What they now look for is a permanent solution to the issue of flooding. “After flooding in 2018, this is nearly the third time that such an issue has happened. To provide a permanent solution, the Tamil Nadu Urban Habitat Development Board has come up with a proposal to build tenements to accommodate the people staying along Cauvery River banks. The district administration has identified 520 families to be living along the river bank. They will be accommodated in 520 houses to be built as tenements, works for which will commence soon,” said Namakkal Collector Shreya P Singh.

Generally, it’s the south west monsoon which causes heavy flooding in Cauvery due to copious rains in the catchment areas rather than the north east Monsoon, which brings widespread rains to Tamil Nadu.

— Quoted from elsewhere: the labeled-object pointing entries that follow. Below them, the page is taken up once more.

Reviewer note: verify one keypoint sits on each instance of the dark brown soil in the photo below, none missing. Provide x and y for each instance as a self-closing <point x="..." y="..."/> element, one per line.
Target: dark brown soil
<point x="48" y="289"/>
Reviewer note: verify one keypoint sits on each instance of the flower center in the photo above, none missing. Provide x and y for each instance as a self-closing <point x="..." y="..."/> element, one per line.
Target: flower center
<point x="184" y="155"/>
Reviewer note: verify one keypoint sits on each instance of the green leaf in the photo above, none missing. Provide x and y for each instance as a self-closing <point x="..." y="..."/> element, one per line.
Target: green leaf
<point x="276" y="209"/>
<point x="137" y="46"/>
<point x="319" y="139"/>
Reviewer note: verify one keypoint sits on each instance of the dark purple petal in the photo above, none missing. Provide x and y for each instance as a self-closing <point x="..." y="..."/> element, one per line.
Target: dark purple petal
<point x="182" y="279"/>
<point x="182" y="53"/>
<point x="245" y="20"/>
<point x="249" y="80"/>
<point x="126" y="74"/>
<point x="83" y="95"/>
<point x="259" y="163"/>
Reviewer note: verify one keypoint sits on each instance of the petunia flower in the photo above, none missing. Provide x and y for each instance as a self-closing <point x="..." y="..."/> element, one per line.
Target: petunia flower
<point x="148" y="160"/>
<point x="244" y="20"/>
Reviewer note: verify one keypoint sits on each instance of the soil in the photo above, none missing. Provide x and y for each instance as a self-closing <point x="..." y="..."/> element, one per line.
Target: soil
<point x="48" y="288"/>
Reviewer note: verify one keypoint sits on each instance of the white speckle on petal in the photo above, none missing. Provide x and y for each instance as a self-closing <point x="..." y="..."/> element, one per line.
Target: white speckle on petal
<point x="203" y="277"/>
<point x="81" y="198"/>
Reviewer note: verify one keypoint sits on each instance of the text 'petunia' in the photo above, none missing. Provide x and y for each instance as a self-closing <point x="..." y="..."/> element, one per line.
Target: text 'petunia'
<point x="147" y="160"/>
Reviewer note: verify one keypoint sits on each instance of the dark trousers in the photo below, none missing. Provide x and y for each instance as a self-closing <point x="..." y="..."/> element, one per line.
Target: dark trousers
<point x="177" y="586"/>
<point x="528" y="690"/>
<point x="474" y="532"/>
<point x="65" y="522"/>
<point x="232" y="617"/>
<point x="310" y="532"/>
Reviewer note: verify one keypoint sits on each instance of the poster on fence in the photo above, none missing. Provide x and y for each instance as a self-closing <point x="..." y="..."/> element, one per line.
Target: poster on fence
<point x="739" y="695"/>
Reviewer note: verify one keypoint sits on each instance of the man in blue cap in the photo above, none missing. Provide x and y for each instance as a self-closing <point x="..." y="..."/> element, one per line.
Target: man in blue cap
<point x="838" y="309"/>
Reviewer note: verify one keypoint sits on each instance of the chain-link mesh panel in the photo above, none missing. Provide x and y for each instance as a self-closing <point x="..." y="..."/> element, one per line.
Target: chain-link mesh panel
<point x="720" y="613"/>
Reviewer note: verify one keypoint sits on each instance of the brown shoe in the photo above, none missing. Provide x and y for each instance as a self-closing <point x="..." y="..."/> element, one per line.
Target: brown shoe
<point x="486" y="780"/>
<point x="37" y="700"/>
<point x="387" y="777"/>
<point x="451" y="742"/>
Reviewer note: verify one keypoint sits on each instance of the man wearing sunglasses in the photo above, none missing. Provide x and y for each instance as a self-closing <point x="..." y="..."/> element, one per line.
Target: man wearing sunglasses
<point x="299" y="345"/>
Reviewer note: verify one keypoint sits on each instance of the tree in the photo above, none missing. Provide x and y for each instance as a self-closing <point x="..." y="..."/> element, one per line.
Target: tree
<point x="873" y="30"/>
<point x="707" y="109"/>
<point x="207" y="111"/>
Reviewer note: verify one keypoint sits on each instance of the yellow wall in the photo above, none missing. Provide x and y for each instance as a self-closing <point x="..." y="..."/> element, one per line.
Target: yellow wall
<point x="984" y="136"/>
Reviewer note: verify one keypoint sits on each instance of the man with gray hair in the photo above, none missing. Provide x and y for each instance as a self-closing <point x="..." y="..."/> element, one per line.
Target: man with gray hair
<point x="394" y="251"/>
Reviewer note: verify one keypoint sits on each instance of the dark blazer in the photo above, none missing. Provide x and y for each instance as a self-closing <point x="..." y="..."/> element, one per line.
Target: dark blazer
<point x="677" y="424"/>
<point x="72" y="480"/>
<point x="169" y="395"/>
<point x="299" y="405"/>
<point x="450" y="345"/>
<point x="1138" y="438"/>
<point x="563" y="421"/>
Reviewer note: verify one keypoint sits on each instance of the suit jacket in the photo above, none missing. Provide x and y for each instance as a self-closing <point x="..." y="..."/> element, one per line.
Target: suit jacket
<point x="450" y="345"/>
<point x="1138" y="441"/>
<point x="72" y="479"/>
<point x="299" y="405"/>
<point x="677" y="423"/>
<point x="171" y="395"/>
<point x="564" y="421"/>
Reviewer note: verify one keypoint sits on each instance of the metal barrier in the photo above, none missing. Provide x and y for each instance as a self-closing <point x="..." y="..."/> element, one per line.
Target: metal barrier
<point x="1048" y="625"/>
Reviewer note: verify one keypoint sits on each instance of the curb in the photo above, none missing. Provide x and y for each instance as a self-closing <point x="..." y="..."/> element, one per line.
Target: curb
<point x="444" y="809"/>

In fact, this SW monsoon has created a record of sorts too.

In the history of Stanley Reservoir in Mettur, this is the first time; the dam has discharged 360 TMC of water from June 1 till Friday (September 2), which is the maximum since its inception in 1934 resulting in heavy flooding in downstream Cauvery basin districts.

Earlier, the record discharge was in 1961, when 329 TMC was let out, while recording a highest inflow of 360 TMC. Currently, the dam has received 350 TMC so far since June 1. At this point of time, last year, the dam received an inflow of just 250 TMC and recorded a discharge of 240 TMC.

“The dam itself is depending on south west monsoon rains in Karnataka. Therefore, the inflow into the dam normally comes down during the north east monsoon season. And therefore, there will be no issues of heavy flooding during next monsoon as seen now,” said an official adding that maintenance works of the dam have been carried out routinely in good measure even if the dam is in its full reservoir level to ensure its stability.

“Meanwhile, since the onset of SW Monsoon in June 1, out of 38 districts only Kanniyakumari has recorded deficit rains of 238.2 mm as against a 30 years mean average of 373.8 mm, which is a minus 36 per cent,” said Dr SP Ramanathan, head of the Agro Climate Research Centre of Tamil Nadu Agricultural University (TNAU).

Districts such as Chengalpattu, Chennai, Kallakurichi, Kancheepuram, Tenkasi and Villupuram have received normal rains. The Nilgiris has so far received a maximum of 1,705.9 mm.

“The onset of north east monsoon depends on the retrieval of SW Monsoon,” Ramanathan added. Therefore, with the south west monsoon continuing to be still active, the administrations of Western districts are likely to roll out their plan of preparedness soon for the north east monsoon, which normally sets in around October.